Malawi was rated as unfree having scored 54.8, which is 0.6 points lower than last year, ranking 126 out of 178 economies.
Regionally, Malawi is ranked on position 25 out of 46 countries in sub-Saharan Africa while its overall score is below the world average.
The think-tank said the country’s performance reflects a decline in property rights, control of government spending, monetary and trade freedom, outweighing gains in business and investment freedom and also freedom from corruption.
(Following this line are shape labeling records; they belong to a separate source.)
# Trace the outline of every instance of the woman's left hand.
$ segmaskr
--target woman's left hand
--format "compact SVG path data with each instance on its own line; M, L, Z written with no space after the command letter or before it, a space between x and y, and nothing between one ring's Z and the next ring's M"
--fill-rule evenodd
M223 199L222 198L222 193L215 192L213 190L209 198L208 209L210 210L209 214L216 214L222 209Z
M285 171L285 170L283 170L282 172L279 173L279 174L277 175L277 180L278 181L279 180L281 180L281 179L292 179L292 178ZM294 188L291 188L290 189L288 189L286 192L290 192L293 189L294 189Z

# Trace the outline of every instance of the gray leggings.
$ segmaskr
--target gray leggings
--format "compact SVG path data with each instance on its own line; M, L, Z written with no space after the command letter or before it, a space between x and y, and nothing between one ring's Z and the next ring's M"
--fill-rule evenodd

Recently, London based Legatum Institute told Nyasa Times that the country dropped 12 places in the 2014 Legatum Prosperity Index, which measures the human and economic prosperity of nations around the world, due to a decrease in a number of objective and subjective variables.
“This is due to a decrease in a number of objective and subjective variables. Objective macroeconomic indicators have worsened in the country since 2012,” explained Solène Dengler research analyst at the Legatum Institute in a response to Nyasa Times questionnaire.
“Gross domestic savings decreased from 8.2% to 5.6% of GDP,” disclosed the research analyst.
“Non-performing loans went up from 3.2% to 6.4% of total loan. Inflation rate increased from 7.4% to 27.3%,” she added.
Malawi’s average 5-year GDP per capita growth rate decreased from 4.2% to 0.2%, said Legatum analyst.
Finance, Economic Planning and Development Minister Goodall Gondwe has conceded the country’s economy is passing through ‘turbulent times’, but said government implemented a number of reforms that could improve the situation.